Entre Rohmer et Bruno Dumont

Tout d’abord, Equinoxe peut se regarder du début à la fin, ce qui, il me semble, fait déjà son originalité. Les dialogues demandent la même attention que ceux de Ma nuit chez Maud de Rohmer, et les ambiances champêtres ne sont pas étrangères à celles du cinéma de la Nouvelle vague, tournée affectueusement en dérision. Et pourtant, sans le savoir, ou en connaissance de cause, John B. Root a réalisé un film emprunt de mysticisme, entre Rohmer et les plus beaux Bruno Dumont. Les fausses ingénues y développent un phrasé compliqué et amusant. Eros n’est pas triste dans Equinoxe, on rit. Bataille le disait bien, Eros prête à rire autant qu’il peut être tragique. La bande originale du film est intégralement jouée au piano par une artiste talentueuse, ce qui accentue les émotions non pas liée au désir, mais à l’amour – tout en reposant l’esprit. Quand le porno sort de la chambre, il rencontre la poésie, pour donner, comme le dit John B. Root, une « polissonnerie mystico-hédoniste-portnawak ».

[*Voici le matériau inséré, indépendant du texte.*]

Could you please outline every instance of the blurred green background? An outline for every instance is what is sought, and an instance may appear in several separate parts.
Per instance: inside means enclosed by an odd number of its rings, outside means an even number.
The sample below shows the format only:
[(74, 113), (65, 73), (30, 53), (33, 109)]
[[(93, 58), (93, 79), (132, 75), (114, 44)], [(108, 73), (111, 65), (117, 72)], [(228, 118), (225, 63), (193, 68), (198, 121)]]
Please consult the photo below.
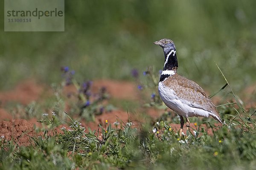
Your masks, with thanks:
[(239, 91), (256, 79), (255, 7), (255, 0), (66, 0), (65, 31), (55, 32), (4, 32), (2, 12), (0, 88), (27, 78), (58, 82), (62, 66), (81, 81), (131, 79), (134, 68), (162, 69), (162, 49), (152, 43), (167, 38), (180, 74), (216, 91), (225, 84), (216, 62)]

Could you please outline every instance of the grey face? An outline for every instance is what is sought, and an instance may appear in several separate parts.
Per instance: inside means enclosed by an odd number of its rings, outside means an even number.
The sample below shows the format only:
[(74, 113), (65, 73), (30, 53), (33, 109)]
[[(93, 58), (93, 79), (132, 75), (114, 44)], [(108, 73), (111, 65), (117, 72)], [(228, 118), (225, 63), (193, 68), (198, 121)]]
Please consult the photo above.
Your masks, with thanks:
[(170, 48), (175, 49), (175, 45), (173, 41), (171, 40), (163, 39), (154, 42), (154, 44), (160, 45), (162, 48)]

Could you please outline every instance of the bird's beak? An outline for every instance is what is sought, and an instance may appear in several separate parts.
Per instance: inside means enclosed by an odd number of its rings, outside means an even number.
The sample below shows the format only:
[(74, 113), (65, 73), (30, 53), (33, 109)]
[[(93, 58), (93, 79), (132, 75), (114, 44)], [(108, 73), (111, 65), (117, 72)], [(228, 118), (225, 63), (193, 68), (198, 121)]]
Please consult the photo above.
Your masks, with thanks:
[(155, 42), (154, 42), (153, 43), (153, 44), (156, 44), (157, 45), (160, 45), (160, 43), (159, 42), (158, 42), (158, 41), (156, 41)]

Parmi les figures incontournables de cet art, il y a celle du Marahaja, ancien hypnotiseur dans Mangez-moi (John B. Root, 2012), joué par l’envoûtant Christophe Bier (acteur notamment pour Mocky, réalisateur, cinéaste et écrivain) qui en a eu marre de la vie parisienne, et s’est retiré dans les vignes.

Du Socrate dans le X

Il est le chaste maître de cérémonie de ce Banquet bucolique, où il développe une théorie cosmique de l’univers et des particules, les observant, par amour de la sagesse, au travers de la grâce des jeunes femmes qui viennent à lui et acceptent qu’il les observe davantage. De cette quête philosophico-humoristico-mystique découle une scène des plus osées et des plus métaphoriques du film. Dans un bain moussant, Marahaja reçoit, comme à la fontaine, les eaux jaillissantes d’une naïade. Nous sommes là entre le plus dérangeant et le plus poétique, qui finalement, fait sourire et rend joyeux. L’Eros de B. Root est plein de joie. La référence au Banquet n’est pas du tout hasardeuse, car sur un tronc d’arbre, dissimulé par des corps épris, on devine la devise socratique, « tout ce que je sais, c’est que je sais que je ne sais rien ». Les exemples de ce type regorgent.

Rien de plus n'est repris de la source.